What might be wrong?
 
Probably reverse DNS isn't set up correctly or you are on an IP segment defined as a range of addresses for an ISP.

So if the email server is at home, you're SOL. You would have to find a Smarthost to bounce the mail off of (such as your ISP's email servers if they allow it) for this to work.

http://www.dnsstuff.com/ has a SPAM lookup database.
 
I am at home. Can you explain how being on a segment defined as an ISP should make a difference?

The ISP told me I would be able to host my own mail server and gave me a static IP address.
 
If the "Blacklists" have the ISP's range of IP addresses marked as a source of spam, your IP address in that range would then register as a spam address...
 
Originally posted by: Fardringle
If the "Blacklists" have the ISP's range of IP addresses marked as a source of spam, your IP address in that range would then register as a spam address...
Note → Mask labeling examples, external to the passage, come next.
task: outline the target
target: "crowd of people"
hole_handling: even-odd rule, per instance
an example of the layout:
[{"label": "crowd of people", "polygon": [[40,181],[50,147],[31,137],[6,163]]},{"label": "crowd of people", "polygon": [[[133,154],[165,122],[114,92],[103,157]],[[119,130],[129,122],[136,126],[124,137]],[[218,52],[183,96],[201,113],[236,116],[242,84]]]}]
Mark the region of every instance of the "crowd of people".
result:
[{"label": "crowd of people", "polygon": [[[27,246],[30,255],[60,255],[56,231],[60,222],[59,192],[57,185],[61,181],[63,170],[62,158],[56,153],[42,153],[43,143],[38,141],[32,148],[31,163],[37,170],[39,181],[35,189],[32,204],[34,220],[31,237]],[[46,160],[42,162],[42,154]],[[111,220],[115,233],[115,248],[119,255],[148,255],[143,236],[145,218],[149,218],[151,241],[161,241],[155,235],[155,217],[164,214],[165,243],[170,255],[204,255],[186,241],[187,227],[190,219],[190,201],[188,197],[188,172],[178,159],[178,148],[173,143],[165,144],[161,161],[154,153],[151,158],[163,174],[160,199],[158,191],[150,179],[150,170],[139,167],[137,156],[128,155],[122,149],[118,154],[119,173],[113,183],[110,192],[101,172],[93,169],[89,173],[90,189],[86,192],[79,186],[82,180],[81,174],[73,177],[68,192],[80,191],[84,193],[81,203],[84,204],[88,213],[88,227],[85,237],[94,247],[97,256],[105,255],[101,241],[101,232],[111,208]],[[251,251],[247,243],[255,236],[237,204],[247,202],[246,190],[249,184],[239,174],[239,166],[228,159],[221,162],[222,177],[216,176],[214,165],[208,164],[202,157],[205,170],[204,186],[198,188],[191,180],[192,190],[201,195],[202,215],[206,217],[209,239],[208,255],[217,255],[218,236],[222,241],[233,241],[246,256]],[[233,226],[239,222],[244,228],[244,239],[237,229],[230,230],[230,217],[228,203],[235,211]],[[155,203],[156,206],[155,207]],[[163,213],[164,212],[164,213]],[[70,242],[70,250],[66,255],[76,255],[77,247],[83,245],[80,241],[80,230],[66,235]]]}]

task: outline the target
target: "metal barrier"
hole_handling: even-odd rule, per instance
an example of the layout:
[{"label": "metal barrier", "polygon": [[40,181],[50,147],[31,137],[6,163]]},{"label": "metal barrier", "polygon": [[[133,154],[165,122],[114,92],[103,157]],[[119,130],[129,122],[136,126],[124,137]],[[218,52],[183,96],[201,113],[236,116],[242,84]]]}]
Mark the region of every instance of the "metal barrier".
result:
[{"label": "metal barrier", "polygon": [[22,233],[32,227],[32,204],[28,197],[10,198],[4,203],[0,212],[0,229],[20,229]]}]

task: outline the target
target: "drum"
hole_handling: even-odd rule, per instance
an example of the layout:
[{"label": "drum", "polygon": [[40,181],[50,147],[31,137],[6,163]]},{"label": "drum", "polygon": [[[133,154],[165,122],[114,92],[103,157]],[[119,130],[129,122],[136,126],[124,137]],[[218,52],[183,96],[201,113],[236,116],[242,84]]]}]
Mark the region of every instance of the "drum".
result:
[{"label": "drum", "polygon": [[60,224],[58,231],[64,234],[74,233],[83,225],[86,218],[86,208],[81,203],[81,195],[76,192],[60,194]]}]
According to dnsstuff.com the range is not flagged as spam by anyone. The address is 69.41.7.XXX.
 
What domains are rejecting your messages? Some private corporations employ their own black and white lists and do not allow any incoming or outgoing email for domains that are not on the white list.
 
The domain is skateblade.net.
I've sent less than 20 total E-mails from the domain.
My messages are marked a spam by yahoo and rejected by verizon.net.
I haven't found anyone else rejecting them yet.
 
Originally posted by: reicherb
I am at home. Can you explain how being on a segment defined as an ISP should make a difference?

The ISP told me I would be able to host my own mail server and gave me a static IP address.

Then it's probably a reverse DNS issue, which you probably won't be able to resolve. In other words, just because you have server.domain.com pointing to 69.41.7.XXX, doesn't necessarily mean that 69.41.7.XXX will resolve back to server.domain.com. If it's an IP address owned by your ISP, 69.41.7.XXX will probably resolve back to server.ispdomain.com.

Some mail servers will reject mail from servers where the DNS and reverse DNS don't match.

JW
 
Ok, it is a reverse DNS issue. It's returning my ISPs domain.

Before I contact my ISP who told me I can host a mail server to get this resolved, it is technically possible for them to change the reverse lookup for 1 address correct?